Hm. Naya sampai lupa tidak menanyakan keberadaan suaminya sendiri saking lahapnya makan.

"Mama lihat--ekhem ... Mas Deaz?"

Rosa tersenyum, tahu benar Naya masih belum terbiasa memanggil Deaz dengan embel-embel mas. Tapi tidak papa, setidaknya, menantunya itu telah berusaha.

"Deaz ada diruang olahraga."

***

"Kamu ngapain?"

Naya memposisikan dirinya duduk diatas punggung Deaz yang sedang melakukan push up. Melihat kehadiran Naya, Deaz segera berhenti.

"Kamu punya mata untuk bisa melihatku sedang berolahraga."

Plak!

Naya memukul kesal punggung Deaz karena kesal. Nih laki, gak tahu basa-basi apa ya?

"Hubungan kita masih baru loh, Nay. Masa udah kdrt aja."

Naya menjebikkan bibirnya maju satu senti.

"Aku bosan." Naya membiarkan telapak tangannya bermain pada punggung telanjang Deaz yang sudah basah oleh keringat. Lalu dengan gerak cepat, Deaz memutar tubuhnya, hingga Naya sekarang menduduki perut lelaki itu yang terbentuk sempurna.

Naya masih cukup takjub dengan otot tubuh suaminya itu.

"Kamu bosan?" tanya Deaz, sambil melipat kedua tangannya dibawah kepala, menjadikan kedua lengan sebagai bantal.

Naya menganggukan kepala menjawab pertanyaan tersebut.

"Mama barusan masakin aku. Masakannya enak. Tapi aku malu. Masa, aku dimasakin sih, di hari pertama jadi menantu."

Deaz terkekeh lucu, lalu memposisikan Naya duduk di pahanya, awalnya Naya bingung, apalagi ketika lelaki itu tidak melepaskan tangannya di belakang kepala. Namun Naya tidak banyak berkomentar, sampai Deaz menaikkan tubuh atasnya--- melakukan gerakan sit up, mencium bibir Naya kemudian kembali menjatuhkan tubuhnya. Selalu seperti itu untuk beberapa saat.

"Itu tandanya. Mamaku sayang kamu."

Naya mengulum senyum malu-malu.

"Masih bosan?" tanya Deaz disela kegiatannya itu. Naya tidak menjawab. Ia hanya menikmati ciuman-ciuman yang diberikan Deaz padanya.

Kegiatan berlanjut, dengan Naya yang berbaring telentang diatas lantai. Sementara Deaz melakukan gerakan push up lagi, seraya mencium bibir Naya. Tidak peduli pada keringat yang menetes dari tubuh suaminya itu, Naya sungguh merasa terhibur dan bahagia.

Sungguh. Ternyata, menikah tidak seburuk yang Naya bayangkan dulu. Tahu begitu, Naya menikah saja dari dulu, pikir gadis itu geli sendiri.

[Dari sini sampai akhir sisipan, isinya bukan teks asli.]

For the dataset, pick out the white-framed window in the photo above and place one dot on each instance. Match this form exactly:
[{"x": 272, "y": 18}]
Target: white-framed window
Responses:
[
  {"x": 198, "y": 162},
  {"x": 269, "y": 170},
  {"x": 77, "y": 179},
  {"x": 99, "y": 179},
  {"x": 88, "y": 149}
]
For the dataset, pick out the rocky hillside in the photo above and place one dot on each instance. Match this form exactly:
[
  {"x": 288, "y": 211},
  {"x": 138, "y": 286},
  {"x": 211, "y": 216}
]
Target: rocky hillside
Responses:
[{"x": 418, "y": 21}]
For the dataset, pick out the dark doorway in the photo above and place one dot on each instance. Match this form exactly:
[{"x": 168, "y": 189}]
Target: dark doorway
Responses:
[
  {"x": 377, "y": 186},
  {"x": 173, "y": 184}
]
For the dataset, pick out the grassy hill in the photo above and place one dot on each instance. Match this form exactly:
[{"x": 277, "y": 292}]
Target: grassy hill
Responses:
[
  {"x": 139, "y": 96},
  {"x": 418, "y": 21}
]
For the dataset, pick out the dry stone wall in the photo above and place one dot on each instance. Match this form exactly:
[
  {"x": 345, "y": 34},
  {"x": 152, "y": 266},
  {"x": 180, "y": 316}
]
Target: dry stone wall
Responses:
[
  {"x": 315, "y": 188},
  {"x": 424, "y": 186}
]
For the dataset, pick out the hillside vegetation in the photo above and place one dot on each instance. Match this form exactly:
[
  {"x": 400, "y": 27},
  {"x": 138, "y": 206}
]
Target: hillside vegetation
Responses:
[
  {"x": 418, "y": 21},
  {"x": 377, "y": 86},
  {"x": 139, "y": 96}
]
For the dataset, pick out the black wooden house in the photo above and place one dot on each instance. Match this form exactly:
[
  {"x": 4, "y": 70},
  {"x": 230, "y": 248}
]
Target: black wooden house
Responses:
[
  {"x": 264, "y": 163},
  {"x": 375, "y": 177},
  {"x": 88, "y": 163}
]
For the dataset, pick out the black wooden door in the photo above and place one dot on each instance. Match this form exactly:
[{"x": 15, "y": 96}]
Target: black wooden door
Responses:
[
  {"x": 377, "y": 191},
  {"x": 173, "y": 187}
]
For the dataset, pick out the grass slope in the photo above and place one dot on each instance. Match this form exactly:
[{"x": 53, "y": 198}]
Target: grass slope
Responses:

"Kamu gak capek apa?" Naya mengalungkan kedua lengannya dileher Deaz, menghentikan gerakan lelaki itu.

"Mau mandi bareng?" tawar Deaz dengan seringai nakalnya seperti biasa

Naya tentu saja segera mengangguk. Membiarkan Deaz mengangkat tubuhnya dengan mudah dan keduanya masuk kedalam kamar mandi.

***

"Naya pulang!"

Suara toa itu, mengejutkan Tomi yang sedang menyeruput kopi. Menyadari kehadiran cucu perempuan satu-satunya itu, Tomi cepat-cepat meletakkan kopinya kembali ke atas meja dan hendak menutupinya dengan koran. Namun terlambat. Naya sudah melihatnya terlebih dahulu.

"Kakek minum kopi?"

Tomi gelagapan sendiri. Sementara Deaz baru saja menyusul masuk, tepat di belakang Naya dan segera menyalami Tomi setelah Naya. Deaz segera mengambil duduk di sebelah Tomi Sutedja.

"Kok gak ngabarin kalau mau kesini?" Tomi berusaha mengalihkan topik. Namun tampaknya, Naya masih kesal diposisi yang sama tampak bersedekap dada menatap kakeknya yang mulai meringis merasa bersalah.

Deaz mengamati ekspresi kedua orang itu dengan kening berkerut bingung.

"Kakek mulai bandel ya?"

"Itu cuma kopi susu ...."

"Tetep aja kopi. Ada kafeinnya. Kakek gak boleh minum jenis kopi apapun kata dokter," tegas Naya kesal bukan main. Sudah berkali-kali diperingatkan, namun kakeknya itu sangat keras kepala.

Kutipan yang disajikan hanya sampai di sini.